Utah's higher-education overseers want to centralize and control how money is doled out to the state's nine colleges and universities.
Members of the Board of Regents voted Friday to support a drastic alteration to the funding matrix used to determine where - and how - lawmakers allocate funds to higher education.Higher-education officials also discussed a tentative $30 million ongoing budget and a $56 million supplemental request, which includes $45 million to solve Y2K computer problems and $7.5 million for this year's tuition shortfall. The shortfall resulted from a systemwide switch to the semester system this fall, and student enrollments dropped.
Regents will vote Oct. 22 during a telephone conference on a complete budget in order to prepare for a Nov. 2 report to Gov. Mike Leavitt.
"We could tie the system in a fashion that has never existed before," said regent chairman Charlie Johnson. "It would be a significant change in the way we run this system."
The new funding proposal, under which this year's budget will be given to legislators, is patterned after public education's funding plan. It concentrates less on how many college-credit hours students are taking and more on the total number of students served.
And, just as funding is appropriated to the Utah State Office of Education and distributed to districts, the regents' plan calls for money to be shifted to the office of the commissioner of higher education and then passed on to the institutions.
The schools are currently given funding directly from state coffers.
In the past, Utah's colleges and universities were mostly funded by the number of new students, full-time students and the cost of instruction. Some tuition money also was plugged back into schools.
Funds for compensation and to maintain and operate buildings, though, were fixed amounts, and one-time monies were often given for special reasons and during lean years.
"The formula was getting us by," Johnson said, "but it is not a good formula for the future."
Instructional and non-instructional compensation increases are also built into the new formula.
Commissioner Cecelia H. Foxley lists several advantages for the new funding mechanism. She believes it is simpler, more flexible, avoids specific tuition links for funding and "balances quality issues with growth issues."
Weber State University President Paul H. Thompson offered support but said his staff continually asks, "How will it hurt Weber State? They never ask how it will help Weber State."
Foxley does see some disadvantages, however. Dips in enrollment, either in head counts or graduate programs, may be more punishing than under the current formula.
There also may be some reluctance to allow the regents more control of funds historically allocated by lawmakers, she said.
"This is a sound policy for higher education in this state, if we could just get there," Johnson said. He added that the new formula, by design, would allow some changes in funding.

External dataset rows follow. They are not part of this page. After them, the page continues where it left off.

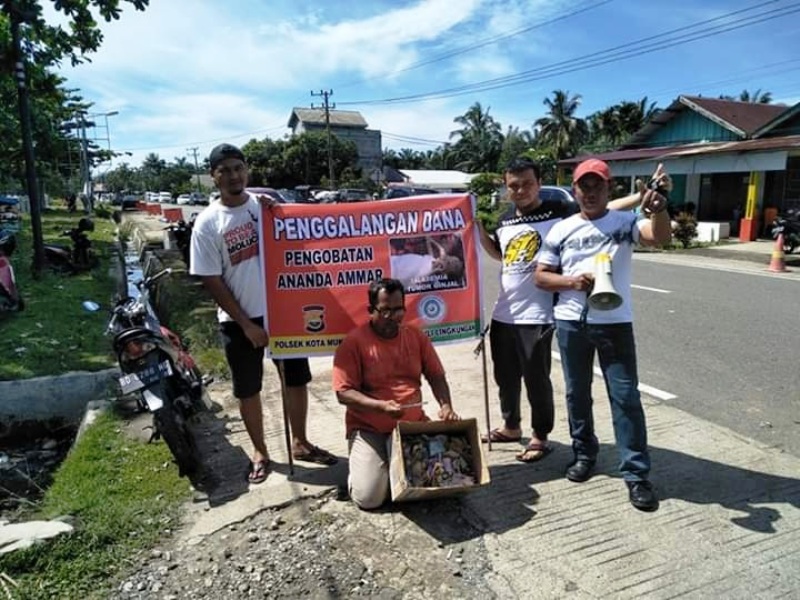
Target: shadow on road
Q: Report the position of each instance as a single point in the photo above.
(510, 501)
(225, 466)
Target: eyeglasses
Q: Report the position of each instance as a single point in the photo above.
(228, 171)
(388, 313)
(522, 186)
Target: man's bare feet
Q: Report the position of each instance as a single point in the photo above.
(502, 435)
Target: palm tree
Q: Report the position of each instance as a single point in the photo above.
(560, 128)
(757, 97)
(479, 141)
(515, 143)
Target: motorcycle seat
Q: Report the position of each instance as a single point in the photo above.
(127, 335)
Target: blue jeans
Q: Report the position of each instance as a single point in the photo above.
(616, 350)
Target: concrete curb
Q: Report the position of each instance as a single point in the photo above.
(58, 400)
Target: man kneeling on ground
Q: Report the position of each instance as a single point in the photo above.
(377, 373)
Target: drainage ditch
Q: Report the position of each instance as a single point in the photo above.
(39, 417)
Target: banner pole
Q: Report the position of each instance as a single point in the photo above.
(285, 405)
(481, 349)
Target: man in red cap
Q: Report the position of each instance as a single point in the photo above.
(567, 266)
(521, 330)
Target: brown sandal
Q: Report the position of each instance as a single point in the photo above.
(534, 452)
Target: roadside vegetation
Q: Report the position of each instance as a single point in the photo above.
(54, 334)
(120, 494)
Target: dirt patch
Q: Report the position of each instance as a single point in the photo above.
(322, 548)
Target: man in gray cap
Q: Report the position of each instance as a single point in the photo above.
(224, 253)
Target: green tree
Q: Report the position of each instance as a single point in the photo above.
(756, 97)
(560, 128)
(515, 144)
(612, 126)
(479, 141)
(305, 159)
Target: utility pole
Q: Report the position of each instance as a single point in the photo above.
(325, 95)
(196, 167)
(17, 17)
(86, 169)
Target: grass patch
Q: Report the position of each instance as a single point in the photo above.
(54, 334)
(122, 493)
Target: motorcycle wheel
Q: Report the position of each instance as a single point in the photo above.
(172, 427)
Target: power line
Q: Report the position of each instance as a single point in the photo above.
(621, 52)
(212, 141)
(475, 45)
(196, 166)
(325, 95)
(405, 138)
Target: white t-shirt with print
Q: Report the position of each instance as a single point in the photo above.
(573, 245)
(519, 239)
(225, 242)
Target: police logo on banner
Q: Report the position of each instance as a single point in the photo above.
(432, 309)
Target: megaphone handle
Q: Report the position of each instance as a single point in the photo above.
(585, 311)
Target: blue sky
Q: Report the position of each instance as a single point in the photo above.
(193, 73)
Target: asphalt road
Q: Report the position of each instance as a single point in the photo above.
(724, 344)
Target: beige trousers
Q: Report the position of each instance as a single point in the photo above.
(368, 481)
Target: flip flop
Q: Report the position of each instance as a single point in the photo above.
(498, 437)
(258, 471)
(534, 451)
(317, 455)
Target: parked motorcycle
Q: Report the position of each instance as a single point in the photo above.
(788, 224)
(158, 368)
(77, 258)
(10, 300)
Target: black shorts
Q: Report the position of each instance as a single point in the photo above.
(247, 363)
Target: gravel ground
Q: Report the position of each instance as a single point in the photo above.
(322, 548)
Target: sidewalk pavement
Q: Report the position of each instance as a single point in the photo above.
(728, 525)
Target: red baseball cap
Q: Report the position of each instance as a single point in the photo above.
(592, 165)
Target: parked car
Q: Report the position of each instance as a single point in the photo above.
(404, 191)
(556, 192)
(272, 193)
(352, 195)
(198, 198)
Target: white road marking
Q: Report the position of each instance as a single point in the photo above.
(717, 264)
(644, 287)
(643, 387)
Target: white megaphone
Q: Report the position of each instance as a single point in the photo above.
(603, 296)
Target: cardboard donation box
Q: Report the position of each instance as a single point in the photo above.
(435, 459)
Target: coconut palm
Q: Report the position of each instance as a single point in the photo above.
(560, 128)
(479, 141)
(757, 97)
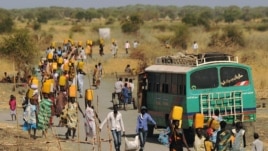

Asked by regent Evelyn Lee if the proposal would decrease the political nature of higher-education funding, Johnson responded that he had no feeling one way or the other.
It is, though, a good year to implement an untried system, given the Legislature's pledge to hold institutions harmless for drops in enrollment.
"This is not a panacea that cures all ills," he said. "It is a beginning point of a process to make this system better."